Needless to say, the remainder of their "vacation" in my apartment brought little joy to anyone concerned.  As we made that long road trip back to the airport, I informed her that I never intended to call her again.
"You mean you're never going to call me again?!"
"Don't hold your breath."
"Why not?"
"I do not need you."
She began to cry, muttering some incomprehensible statement about happiness coming from the inside while ignoring the right of people to be let alone to achieve their own happiness their own way.  The climax of her rambling came when she screamed:
"Go ahead, Luke!  Build up your fortress and shut everybody out!"

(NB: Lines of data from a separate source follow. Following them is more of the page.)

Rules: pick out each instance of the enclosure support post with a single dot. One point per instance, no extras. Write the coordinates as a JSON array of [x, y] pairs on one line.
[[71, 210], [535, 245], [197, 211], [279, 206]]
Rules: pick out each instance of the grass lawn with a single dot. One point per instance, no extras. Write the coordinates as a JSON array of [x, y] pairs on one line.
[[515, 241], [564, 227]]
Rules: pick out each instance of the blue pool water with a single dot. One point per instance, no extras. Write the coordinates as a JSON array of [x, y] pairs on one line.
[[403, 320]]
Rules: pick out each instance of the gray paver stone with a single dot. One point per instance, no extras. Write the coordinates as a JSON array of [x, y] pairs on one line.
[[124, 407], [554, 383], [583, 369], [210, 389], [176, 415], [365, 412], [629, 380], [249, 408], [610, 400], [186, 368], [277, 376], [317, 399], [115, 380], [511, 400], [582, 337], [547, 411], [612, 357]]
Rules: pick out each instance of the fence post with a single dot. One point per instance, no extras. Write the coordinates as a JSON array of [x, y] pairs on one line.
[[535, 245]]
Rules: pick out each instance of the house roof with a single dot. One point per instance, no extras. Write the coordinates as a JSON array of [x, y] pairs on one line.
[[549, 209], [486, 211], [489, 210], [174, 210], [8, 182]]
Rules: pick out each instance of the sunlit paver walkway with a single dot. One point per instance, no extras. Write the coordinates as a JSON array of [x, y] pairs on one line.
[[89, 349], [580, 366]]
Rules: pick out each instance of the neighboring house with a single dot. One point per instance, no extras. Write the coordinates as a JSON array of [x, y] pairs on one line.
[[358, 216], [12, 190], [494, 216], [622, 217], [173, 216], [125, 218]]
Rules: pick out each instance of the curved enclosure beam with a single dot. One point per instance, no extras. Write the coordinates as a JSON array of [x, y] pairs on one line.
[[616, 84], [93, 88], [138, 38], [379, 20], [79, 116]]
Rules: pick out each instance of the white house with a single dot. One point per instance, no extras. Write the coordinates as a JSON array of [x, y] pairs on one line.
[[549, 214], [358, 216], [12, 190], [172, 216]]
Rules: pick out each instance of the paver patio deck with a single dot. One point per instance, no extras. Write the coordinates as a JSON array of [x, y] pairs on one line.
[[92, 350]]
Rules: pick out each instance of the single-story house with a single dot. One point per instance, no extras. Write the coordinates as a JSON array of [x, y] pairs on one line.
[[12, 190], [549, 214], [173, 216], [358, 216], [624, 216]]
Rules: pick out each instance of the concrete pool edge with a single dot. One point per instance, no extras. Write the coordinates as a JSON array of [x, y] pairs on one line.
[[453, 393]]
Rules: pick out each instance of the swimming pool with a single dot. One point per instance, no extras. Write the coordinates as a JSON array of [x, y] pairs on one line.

As I detached myself from these two pestering parasites at the airport terminal, Lorraine stomped away from my car, luggage in tow, snorting her final parting words:
"Bye!  Have a good life!  Think about what I said!"
That, ladies and gentlemen, marked the end of that, and brings me to my firm redneck conclusion:
Platonic relationships are as useless as nipples on a boar hog!